Was das Set-Top zum Hub eines Heimnetzwerks macht, ist i.Link, Sonys Version von Apples FireWire-Schnittstelle mit hoher Bandbreite. Die i.Link-Verbindung kann Daten mit rasanten 400 Megabit pro Sekunde übertragen und ist bei Sony bereits bei einigen Camcordern und dem VAIO-Notebook integriert. Im vergangenen Mai hat Sony mit sieben anderen Unterhaltungselektronikunternehmen, darunter Philips, eine Standardspezifikation angekündigt, die als audiovisuelle Heiminteroperabilität oder HAVi bekannt ist und die Produkte dieser Unternehmen alle über i.Link kommunizieren lassen soll. Für die Verbraucher ist das Endergebnis von Aperios/HAVi/i.Link eine bessere Unterhaltung: Sie können die neueste Mariah Carey-Single über Ihre TV-Set-Top-Box aus dem Internet herunterladen, an Ihren digitalen Video-Disk-Player weiterleiten, und im Handumdrehen boogey.

Natürlich hat Bill Gates seine eigenen Pläne für Ihr Wohnzimmer.

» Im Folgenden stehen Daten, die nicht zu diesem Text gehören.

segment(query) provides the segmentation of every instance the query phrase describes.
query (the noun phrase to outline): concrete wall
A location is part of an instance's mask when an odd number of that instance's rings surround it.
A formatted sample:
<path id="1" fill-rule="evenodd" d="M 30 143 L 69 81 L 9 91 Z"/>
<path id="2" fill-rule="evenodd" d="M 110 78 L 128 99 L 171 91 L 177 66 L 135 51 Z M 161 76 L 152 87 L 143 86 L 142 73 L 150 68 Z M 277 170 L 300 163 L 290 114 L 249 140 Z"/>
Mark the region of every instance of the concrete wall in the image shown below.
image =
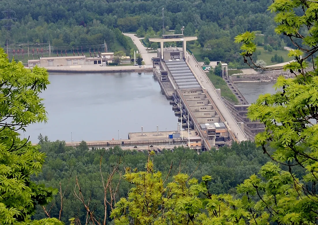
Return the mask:
<path id="1" fill-rule="evenodd" d="M 183 94 L 200 94 L 203 93 L 203 91 L 202 89 L 194 89 L 193 90 L 182 90 L 181 91 Z"/>
<path id="2" fill-rule="evenodd" d="M 212 105 L 197 105 L 190 106 L 191 110 L 192 111 L 198 110 L 201 111 L 204 110 L 212 110 L 213 109 L 213 107 Z"/>
<path id="3" fill-rule="evenodd" d="M 208 104 L 210 103 L 209 100 L 207 99 L 201 100 L 197 98 L 194 99 L 191 99 L 191 100 L 187 99 L 187 100 L 189 105 L 195 105 L 197 104 L 205 105 Z"/>
<path id="4" fill-rule="evenodd" d="M 186 99 L 204 99 L 206 98 L 205 95 L 194 94 L 185 94 L 183 95 Z"/>
<path id="5" fill-rule="evenodd" d="M 193 112 L 193 114 L 196 118 L 205 118 L 212 117 L 214 116 L 216 114 L 216 112 L 214 111 L 201 111 Z"/>
<path id="6" fill-rule="evenodd" d="M 52 58 L 41 58 L 41 67 L 57 66 L 77 66 L 85 65 L 85 57 L 72 59 L 66 57 L 56 57 Z"/>

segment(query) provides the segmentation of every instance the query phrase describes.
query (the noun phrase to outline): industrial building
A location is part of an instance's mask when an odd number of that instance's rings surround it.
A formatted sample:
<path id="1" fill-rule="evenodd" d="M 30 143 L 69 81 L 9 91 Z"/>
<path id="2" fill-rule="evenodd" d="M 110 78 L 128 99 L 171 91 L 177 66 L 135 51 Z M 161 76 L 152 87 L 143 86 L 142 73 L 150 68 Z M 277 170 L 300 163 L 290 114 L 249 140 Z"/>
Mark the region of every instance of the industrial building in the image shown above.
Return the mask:
<path id="1" fill-rule="evenodd" d="M 157 50 L 157 57 L 162 58 L 161 50 L 160 48 L 158 48 Z M 183 59 L 183 51 L 182 48 L 173 47 L 164 48 L 163 52 L 164 60 Z"/>
<path id="2" fill-rule="evenodd" d="M 86 57 L 85 56 L 41 57 L 39 59 L 29 60 L 28 60 L 29 67 L 37 65 L 39 67 L 63 66 L 101 64 L 103 62 L 113 62 L 114 53 L 101 53 L 101 58 Z M 130 58 L 129 58 L 129 59 Z M 127 61 L 125 59 L 125 61 Z"/>

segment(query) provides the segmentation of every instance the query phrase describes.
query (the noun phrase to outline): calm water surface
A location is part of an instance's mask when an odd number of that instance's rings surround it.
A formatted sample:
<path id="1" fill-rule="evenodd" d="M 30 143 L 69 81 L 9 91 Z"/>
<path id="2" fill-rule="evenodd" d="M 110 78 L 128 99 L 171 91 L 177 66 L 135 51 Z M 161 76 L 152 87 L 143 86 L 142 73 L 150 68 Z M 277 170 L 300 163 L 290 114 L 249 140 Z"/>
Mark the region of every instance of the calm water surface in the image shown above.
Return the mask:
<path id="1" fill-rule="evenodd" d="M 41 96 L 48 112 L 46 124 L 32 124 L 21 134 L 37 142 L 125 139 L 129 132 L 176 130 L 177 118 L 161 93 L 152 73 L 50 74 L 51 83 Z M 249 102 L 275 92 L 275 82 L 236 84 Z"/>
<path id="2" fill-rule="evenodd" d="M 275 82 L 237 83 L 235 84 L 250 103 L 255 102 L 260 95 L 273 94 L 276 91 L 273 86 Z"/>
<path id="3" fill-rule="evenodd" d="M 55 74 L 41 96 L 48 121 L 32 124 L 21 134 L 37 142 L 128 138 L 129 132 L 177 129 L 177 118 L 152 73 Z"/>

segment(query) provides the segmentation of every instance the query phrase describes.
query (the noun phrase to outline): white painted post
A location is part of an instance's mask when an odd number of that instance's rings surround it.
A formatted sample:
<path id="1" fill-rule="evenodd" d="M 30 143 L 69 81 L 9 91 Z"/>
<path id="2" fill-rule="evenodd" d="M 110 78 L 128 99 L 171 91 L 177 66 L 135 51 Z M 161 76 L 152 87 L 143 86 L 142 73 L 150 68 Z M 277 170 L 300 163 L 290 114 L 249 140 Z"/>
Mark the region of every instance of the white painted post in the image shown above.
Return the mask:
<path id="1" fill-rule="evenodd" d="M 182 133 L 182 105 L 181 104 L 181 99 L 180 99 L 180 116 L 181 117 L 181 139 L 183 140 L 183 134 Z"/>

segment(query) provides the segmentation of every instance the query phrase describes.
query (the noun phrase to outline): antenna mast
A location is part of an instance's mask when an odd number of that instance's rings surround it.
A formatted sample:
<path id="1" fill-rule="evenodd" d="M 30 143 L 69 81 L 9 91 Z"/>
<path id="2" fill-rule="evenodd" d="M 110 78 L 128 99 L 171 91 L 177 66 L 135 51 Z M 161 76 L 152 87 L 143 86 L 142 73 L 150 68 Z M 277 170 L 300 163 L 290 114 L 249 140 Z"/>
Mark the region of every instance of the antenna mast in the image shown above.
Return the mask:
<path id="1" fill-rule="evenodd" d="M 164 8 L 162 8 L 162 32 L 164 34 Z"/>

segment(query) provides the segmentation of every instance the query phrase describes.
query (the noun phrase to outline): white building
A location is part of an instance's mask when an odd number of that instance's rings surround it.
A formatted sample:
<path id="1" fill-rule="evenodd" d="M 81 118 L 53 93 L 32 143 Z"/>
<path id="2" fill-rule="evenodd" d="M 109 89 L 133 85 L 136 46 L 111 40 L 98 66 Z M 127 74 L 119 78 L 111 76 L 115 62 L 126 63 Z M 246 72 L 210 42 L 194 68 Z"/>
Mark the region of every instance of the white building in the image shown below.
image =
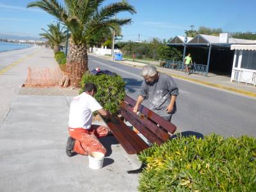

Microsoft bewirbt nicht nur Windows CE als alternatives Betriebssystem für Set-Tops, sondern zusammen mit Intel treibt das Redmond-Imperium seine Windows-zentrierte Alternative zu HAVi namens Home API voran, die die Beleuchtung, den Thermostat und die Stereoanlage eines Hauses steuern kann - von der Sicherheit des PCs.

Der Konvergenzkrieg ist jedoch nicht ganz so einfach wie Fernseher gegen PCs, da Sonys Vision für Ihr Wohnzimmer nicht unbedingt auf einer Set-Top-Box beruht. Interessant werden Heimnetzwerke, in denen Geräte in der Lage sind, ihre Präsenz und ihre Fähigkeiten zu bewerben und kooperativ zusammenzuarbeiten, sagt Rodger Lea, der CSL-Absolvent, der das Distributed Systems Laboratory von Sony in San Jose, Kalifornien, leitet, einem 70-Personen-Außenposten von das Suprastructure Center, das die US-Entwicklungen überwacht und die US-Produktgruppen von Sony unterstützt. Eines der wichtigsten Dinge, die wir mit HAVi erreicht haben, ist, dass es [wie das Internet] sehr verteilt ist – wir möchten uns nicht auf ein einzelnes Gerät als Controller im Haus verlassen: Jedes Gerät kann der Controller sein. Dies ist sehr wichtig für ein Unternehmen der Unterhaltungselektronik, das eine Reihe von Geräten verkauft. Es ist offensichtlich weniger wichtig für ein PC-Unternehmen, das eine sehr PC-zentrierte Sicht auf die Welt hat.

Aber die Situation entwickelt sich fast täglich. In der neuesten Wendung haben sich Sony und Microsoft zusammen mit einer Reihe anderer Firmen zusammengetan, um einen weiteren Standard zu entwickeln – universelles Plug-and-Play, das auf den Protokollen basiert, die das Internet regeln. Was Sie sehen, ist Konvergenz. Was früher getrennte Gebiete waren, wird zu einem einzigen Markt, und es gibt einen großen Kampf um die Dominanz, sagt Carl Hewitt, Professor für Informatik am MIT, der einst zusammen mit Tokoro an der Keio University lehrte und einige Zeit an der CSL verbrachte. Ohne Ausnahme besteht die größte Herausforderung für die CSL darin, Sony durch diesen Paradigmenwechsel zu führen.

Es ist eine Herausforderung, der Tokoro mit Zuversicht entgegensieht. In Zukunft, so Tokoro, werde Sony nicht nur ein führender Hersteller von Unterhaltungselektronik sein, sondern auch ein Unternehmen, das sowohl Netzwerkdienstinfrastruktur als auch Dienste im Netzwerk bereitstellt. Und nicht irgendein Unternehmen der vernetzten Unterhaltungselektronik, behauptet er, der Marktführer. Und seine Vision für CSL ist nicht weniger mutig. Er möchte, dass seine nicht-japanische Organisation weltweit die Nummer eins in der Informatikforschung wird. Die nächsten Jahre werden zeigen, ob ihm das gelungen ist und ob seine Transplantation im kalifornischen Stil Sony in das Zeitalter des Internets führen kann.